SELF-EMPLOYMENT SOARS IN NEW BRUNSWICK >
Print Article >>
There was a time not long ago when the words "New Brunswick" and "entrepreneur" didn't fit well in the same sentence.
New statistics have put the lie to any notion that the entrepreneurial spirit in this province lags behind the rest of the country.
An analysis of 2006 census numbers by the Canadian Federation of Independent Business shows that New Brunswick has seen a boom in incorporated self-employed entrepreneurs in the past five years, with the increase trailing only the prairies.
Between 2001 and 2006, incorporated self-employment grew by 23.3 per cent in New Brunswick, behind only Alberta's 27.2 per cent and Manitoba's 23.6 per cent.
And that growth is almost equally spread between men and women, the CFIB says.
"Not only have their created their own jobs, but they've created jobs for other people as well," Andreea Bourgeois, the CFIB's director of provincial affairs in New Brunswick, points out.
There are many reasons afoot, Bourgeois says, not the least of which is a proliferation of older, unincorporated businesses that have met with success. As those businesses, many of which were started during a boom period in the 1980s, matured, the owners opted to incorporate and continued to be successful, Bourgeois explains.
Many self-employed people start out unincorporated because it's often easier and cheaper, but often they later incorporate to take advantage of tax breaks and other benefits of incorporation.
"And happily," Bourgeois adds, "this coincided with an improvement in tax policy."
By the 1990s, small-business taxes began a decline that continued until recently in New Brunswick which in turn helped those small businesses to succeed and in turn led to more of them going the route of incorporation.
Modern technology also helped boost the success of New Brunswick entrepreneurs, perhaps even more than the average person might think.
In an age of online meetings and instant communications via cell phones and Blackberries, New Brunswick small business operators no longer have to fly to Toronto or Boston in order to make that big sale.
"They make you so much more effective," Bourgeois notes.
Demographics have also played a role in New Brunswick's boom in incorporated entrepreneurs, since people between the ages of 45 and 64 are most likely to start a business and have already acquired the skills to do so and have developed the ability to know the difference between just plain risky business and recognizing the right kinds of risks.

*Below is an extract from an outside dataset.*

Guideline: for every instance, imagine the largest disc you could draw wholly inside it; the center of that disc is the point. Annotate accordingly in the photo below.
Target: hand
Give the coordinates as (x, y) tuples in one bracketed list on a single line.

Some of the same reasons, but many different factors as well, account for what Bourgeois terms a "significant" increase in the number of female entrepreneurs, with those including the lower birth rate and better child care.
A different CFIB study a few years ago looked at several aspects of entrepreneurship and determined that most people take the scary leap into self-employment because they've found a niche they can fill in an area of endeavour that has always interested them.
But also, that study revealed that everyday Canadians' attitudes have changed towards the self-employed.
"Right now, farmers and small-business people have the highest levels of trust among the public in Canada," Bourgeois says, noting that hasn't always been the case.
That means customers nowadays will go out of their way to support a local business.